This is just another example of Nintendo completely misunderstanding the audience for the North American store. Since the service launched in the U.S., it has played perpetual catch-up to the Japanese original, offering DS cartridge cases and washcloths while the other gives gamers the option to pick out statues and soundtracks.

The purpose of the club is to incentivize Nintendo customers to fill out product surveys, giving the company feedback on why people buy games and what they liked or disliked about them. When you register a product, you unlock virtual coins that you can spend on store items. 

Perhaps Club Nintendo in Japan has a very small user base, or the company doesn't think Americans are interested in Japanese puzzle games and CDs. Either answer is a poor explanation as to why the U.S. store hasn't changed much at all since 2010 when Nintendo added a few Kirby patches and limited-edition Super Mario Bros. anniversary items. 


Worse still were the end-of-the-year rewards for members who attained gold or platinum status before the summer.

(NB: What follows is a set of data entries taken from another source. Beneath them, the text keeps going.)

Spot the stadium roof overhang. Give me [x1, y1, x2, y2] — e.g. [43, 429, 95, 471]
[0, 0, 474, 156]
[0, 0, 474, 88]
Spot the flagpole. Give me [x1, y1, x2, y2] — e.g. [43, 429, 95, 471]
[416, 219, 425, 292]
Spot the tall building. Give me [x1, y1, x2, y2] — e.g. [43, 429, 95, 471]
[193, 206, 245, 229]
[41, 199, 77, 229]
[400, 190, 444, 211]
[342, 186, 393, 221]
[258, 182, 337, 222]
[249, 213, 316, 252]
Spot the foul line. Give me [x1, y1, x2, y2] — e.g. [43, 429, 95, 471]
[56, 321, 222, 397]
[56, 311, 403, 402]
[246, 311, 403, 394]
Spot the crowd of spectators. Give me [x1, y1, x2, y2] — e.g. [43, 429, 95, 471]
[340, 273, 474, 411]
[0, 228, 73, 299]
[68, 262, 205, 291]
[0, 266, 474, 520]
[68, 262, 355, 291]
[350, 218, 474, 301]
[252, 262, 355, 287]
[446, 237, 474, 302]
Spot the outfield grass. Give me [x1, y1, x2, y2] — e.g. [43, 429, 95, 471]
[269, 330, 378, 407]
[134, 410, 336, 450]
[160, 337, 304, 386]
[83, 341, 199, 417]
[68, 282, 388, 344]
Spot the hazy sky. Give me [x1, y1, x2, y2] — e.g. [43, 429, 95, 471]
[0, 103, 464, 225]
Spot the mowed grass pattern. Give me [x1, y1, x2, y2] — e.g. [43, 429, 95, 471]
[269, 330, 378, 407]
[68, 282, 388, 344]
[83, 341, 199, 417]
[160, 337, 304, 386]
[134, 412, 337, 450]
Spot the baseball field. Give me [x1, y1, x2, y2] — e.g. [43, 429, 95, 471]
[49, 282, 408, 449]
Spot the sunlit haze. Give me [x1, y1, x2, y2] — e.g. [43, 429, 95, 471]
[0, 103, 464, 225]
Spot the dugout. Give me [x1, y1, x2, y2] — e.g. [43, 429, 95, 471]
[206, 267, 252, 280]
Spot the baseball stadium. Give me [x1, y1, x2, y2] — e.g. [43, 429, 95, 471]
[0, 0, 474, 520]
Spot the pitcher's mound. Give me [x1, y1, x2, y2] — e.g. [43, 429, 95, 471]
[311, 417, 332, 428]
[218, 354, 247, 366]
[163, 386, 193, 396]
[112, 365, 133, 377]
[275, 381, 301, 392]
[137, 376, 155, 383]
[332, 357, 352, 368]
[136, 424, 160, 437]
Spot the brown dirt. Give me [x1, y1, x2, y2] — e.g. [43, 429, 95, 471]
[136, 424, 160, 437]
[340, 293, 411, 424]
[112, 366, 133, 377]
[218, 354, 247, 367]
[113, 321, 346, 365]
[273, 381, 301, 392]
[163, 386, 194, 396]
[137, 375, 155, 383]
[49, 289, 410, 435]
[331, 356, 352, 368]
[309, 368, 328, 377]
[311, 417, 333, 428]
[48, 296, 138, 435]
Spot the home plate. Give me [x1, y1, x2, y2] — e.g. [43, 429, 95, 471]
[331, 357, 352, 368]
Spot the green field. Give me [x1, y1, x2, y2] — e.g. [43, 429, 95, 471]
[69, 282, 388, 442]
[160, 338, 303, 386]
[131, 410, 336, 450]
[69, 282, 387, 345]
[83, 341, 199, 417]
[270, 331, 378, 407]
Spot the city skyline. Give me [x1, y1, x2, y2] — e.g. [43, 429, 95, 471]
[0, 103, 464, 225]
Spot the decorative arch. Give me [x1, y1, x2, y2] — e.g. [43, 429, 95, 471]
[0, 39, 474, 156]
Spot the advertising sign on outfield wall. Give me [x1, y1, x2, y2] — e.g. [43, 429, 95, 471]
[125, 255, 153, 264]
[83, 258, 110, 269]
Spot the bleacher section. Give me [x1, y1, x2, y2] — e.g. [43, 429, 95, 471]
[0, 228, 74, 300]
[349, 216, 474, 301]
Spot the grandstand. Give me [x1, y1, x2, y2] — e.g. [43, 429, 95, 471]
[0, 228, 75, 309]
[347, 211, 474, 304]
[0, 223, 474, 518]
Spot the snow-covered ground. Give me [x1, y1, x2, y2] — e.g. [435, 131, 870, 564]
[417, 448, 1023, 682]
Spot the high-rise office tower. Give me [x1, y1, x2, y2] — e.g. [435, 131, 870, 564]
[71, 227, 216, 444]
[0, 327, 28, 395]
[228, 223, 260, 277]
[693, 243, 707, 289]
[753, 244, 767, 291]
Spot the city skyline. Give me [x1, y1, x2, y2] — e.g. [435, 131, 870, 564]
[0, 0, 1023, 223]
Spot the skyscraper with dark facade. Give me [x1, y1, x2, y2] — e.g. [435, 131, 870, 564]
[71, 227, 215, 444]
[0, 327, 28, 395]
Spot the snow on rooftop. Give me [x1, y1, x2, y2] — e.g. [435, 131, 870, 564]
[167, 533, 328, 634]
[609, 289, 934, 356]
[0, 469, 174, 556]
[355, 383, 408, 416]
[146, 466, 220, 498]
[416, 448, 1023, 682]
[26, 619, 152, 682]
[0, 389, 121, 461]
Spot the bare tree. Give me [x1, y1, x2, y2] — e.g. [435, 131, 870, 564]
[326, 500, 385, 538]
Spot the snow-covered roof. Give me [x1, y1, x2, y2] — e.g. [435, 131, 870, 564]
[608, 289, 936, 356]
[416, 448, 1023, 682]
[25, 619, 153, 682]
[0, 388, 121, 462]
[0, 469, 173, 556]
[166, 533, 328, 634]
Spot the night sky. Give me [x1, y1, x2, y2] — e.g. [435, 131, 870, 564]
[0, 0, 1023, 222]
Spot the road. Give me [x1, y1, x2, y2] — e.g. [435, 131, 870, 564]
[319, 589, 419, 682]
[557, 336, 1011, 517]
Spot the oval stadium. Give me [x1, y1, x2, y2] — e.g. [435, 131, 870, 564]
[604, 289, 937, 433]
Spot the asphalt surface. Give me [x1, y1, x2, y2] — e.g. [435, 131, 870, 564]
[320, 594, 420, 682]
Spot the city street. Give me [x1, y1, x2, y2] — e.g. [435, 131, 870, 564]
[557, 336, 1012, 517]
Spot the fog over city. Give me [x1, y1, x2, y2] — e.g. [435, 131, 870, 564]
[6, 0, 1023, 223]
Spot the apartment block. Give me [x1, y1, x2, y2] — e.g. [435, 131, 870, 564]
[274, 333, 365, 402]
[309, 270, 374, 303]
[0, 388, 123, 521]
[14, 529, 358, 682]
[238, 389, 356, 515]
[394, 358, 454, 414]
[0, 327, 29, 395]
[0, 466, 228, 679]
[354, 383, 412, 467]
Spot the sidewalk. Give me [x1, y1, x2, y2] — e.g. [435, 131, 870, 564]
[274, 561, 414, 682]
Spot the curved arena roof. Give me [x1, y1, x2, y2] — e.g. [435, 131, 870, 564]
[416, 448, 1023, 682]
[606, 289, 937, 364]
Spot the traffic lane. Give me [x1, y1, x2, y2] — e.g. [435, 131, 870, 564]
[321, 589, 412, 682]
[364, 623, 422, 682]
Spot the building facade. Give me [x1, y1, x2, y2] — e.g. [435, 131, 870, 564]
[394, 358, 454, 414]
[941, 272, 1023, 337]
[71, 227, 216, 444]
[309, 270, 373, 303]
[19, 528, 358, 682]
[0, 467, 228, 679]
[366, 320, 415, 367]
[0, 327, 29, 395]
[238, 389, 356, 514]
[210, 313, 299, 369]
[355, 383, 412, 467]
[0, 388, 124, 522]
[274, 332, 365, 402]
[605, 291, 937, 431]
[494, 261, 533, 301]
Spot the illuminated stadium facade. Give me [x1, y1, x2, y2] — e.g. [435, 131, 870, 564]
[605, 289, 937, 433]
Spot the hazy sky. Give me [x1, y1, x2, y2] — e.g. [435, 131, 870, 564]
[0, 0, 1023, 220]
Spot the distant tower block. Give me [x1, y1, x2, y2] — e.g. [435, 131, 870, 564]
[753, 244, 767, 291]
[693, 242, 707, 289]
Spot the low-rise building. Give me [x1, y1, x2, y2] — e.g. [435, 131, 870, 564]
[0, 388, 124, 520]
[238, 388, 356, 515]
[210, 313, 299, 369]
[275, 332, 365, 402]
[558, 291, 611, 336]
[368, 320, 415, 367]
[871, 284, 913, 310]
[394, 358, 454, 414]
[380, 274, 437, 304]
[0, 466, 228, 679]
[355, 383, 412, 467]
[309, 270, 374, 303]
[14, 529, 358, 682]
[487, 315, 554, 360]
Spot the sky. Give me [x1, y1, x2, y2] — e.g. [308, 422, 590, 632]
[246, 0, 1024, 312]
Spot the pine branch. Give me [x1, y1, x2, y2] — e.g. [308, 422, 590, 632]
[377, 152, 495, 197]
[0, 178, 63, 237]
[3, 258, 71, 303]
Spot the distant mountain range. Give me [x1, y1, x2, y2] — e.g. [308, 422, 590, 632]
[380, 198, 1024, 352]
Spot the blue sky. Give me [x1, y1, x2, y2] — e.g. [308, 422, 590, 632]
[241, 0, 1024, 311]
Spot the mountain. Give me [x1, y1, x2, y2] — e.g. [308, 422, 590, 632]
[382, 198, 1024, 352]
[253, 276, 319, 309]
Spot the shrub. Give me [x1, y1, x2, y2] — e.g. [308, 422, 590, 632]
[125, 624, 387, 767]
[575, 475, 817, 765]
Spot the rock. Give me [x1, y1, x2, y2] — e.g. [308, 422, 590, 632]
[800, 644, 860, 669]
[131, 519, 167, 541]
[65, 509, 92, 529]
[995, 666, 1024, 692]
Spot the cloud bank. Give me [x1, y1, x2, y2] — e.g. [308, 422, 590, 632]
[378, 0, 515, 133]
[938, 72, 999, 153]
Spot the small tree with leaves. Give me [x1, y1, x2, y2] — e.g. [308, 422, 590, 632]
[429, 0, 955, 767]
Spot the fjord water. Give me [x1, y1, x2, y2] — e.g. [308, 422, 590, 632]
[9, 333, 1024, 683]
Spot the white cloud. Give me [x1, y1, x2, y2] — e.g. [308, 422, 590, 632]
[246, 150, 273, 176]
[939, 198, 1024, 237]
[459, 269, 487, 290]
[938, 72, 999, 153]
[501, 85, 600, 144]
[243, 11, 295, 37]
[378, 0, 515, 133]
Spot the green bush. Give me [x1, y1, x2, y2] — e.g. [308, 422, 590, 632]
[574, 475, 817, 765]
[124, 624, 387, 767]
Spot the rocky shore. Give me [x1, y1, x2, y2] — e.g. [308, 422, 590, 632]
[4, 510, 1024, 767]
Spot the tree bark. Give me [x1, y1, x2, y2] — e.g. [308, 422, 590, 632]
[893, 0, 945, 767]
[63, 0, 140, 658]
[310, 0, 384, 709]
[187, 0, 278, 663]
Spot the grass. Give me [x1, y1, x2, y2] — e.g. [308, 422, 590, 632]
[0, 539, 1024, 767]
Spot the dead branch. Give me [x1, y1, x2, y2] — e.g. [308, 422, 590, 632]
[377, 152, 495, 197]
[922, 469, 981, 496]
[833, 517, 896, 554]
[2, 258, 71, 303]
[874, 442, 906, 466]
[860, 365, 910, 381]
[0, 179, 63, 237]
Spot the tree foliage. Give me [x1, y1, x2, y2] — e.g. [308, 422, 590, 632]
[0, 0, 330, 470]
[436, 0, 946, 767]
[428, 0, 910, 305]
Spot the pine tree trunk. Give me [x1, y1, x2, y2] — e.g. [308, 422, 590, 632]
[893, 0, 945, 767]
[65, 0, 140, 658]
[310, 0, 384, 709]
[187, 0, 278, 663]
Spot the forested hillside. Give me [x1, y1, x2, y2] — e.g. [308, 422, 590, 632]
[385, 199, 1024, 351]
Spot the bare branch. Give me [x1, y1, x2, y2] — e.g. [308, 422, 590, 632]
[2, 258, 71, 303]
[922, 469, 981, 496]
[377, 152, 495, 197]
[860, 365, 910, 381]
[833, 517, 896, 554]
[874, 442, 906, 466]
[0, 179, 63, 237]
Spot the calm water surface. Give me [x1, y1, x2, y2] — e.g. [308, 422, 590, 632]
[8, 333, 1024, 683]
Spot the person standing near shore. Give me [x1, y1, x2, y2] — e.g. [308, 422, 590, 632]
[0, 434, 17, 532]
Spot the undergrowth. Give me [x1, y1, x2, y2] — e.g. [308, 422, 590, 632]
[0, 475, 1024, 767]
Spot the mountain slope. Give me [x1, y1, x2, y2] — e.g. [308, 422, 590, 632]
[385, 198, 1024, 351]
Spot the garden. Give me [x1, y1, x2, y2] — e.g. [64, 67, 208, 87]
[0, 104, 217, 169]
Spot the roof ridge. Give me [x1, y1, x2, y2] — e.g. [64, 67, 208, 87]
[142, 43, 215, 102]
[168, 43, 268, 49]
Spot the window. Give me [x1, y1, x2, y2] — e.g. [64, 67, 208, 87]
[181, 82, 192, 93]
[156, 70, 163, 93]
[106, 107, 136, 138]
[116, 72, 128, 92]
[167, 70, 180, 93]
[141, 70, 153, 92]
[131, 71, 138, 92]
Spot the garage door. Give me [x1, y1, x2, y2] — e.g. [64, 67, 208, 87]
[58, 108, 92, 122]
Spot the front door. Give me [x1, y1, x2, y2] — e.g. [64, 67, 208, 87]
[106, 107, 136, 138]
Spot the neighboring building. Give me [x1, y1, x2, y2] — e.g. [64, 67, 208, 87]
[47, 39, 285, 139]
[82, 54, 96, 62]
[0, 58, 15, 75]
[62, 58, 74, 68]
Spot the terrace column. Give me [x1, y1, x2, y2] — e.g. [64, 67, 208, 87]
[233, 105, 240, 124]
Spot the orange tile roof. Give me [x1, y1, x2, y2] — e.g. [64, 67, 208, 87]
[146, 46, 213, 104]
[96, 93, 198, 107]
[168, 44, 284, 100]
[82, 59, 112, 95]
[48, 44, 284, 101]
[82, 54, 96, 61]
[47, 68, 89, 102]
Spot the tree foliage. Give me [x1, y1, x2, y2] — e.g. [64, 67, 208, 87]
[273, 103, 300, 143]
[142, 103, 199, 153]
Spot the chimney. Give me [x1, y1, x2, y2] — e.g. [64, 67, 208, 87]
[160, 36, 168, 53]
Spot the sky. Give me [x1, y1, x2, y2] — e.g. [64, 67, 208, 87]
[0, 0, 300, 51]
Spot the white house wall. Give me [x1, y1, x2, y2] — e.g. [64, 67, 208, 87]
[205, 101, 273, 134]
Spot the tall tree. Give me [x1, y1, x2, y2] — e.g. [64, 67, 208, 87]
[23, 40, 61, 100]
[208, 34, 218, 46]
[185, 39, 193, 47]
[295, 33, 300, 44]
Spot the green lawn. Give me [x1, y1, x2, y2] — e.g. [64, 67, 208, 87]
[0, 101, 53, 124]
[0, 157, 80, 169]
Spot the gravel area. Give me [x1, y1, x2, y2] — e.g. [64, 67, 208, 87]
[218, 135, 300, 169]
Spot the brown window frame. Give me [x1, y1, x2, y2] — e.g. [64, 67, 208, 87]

To do that you have to amass hundreds of coins, which in turn means spending hundreds of dollars across the Wii, DS, and 3DS. If you did that for the 2011 club year, your options were abysmal: a set of playing cards (for platinum), a few posters (gold and platinum), and a calendar. 

CLub Nintendo puzzleIn the first three years, Nintendo offered platinum members a group Mario statue (which Japanese members can actually just spend points on), a stuffed Mario hat ( currently a Japanese gold and platinum reward), and a set of Mario-themed pins. To follow-up larger, decorative items with an exclusive card deck doesn't really inspire me to push for platinum status next year.

That Kirby medal was actually much more interesting than any of the member rewards for 2011, which makes missing it sting just a little bit more. I don't need to, but I really want to fill my shelves with little Nintendo trinkets. The only deck of cards I will ever display are actually Club Nintendo products, but that is a beautifully designed Hanafuda set and not something you can play solitaire with. 

I'm hoping that Nintendo's latest push to get more people to fill out pre-and-post-play surveys for games means the store will get better. Americans did get a chance to pick out a gold nunchuck earlier this summer, but that was one of the only changes on the service in some time. 

Mostly, though, I'm still cranky that the Japanese store got a Wii Classic Controller choice that looks like a Super Nintendo controller. No pin set will ever make up for that.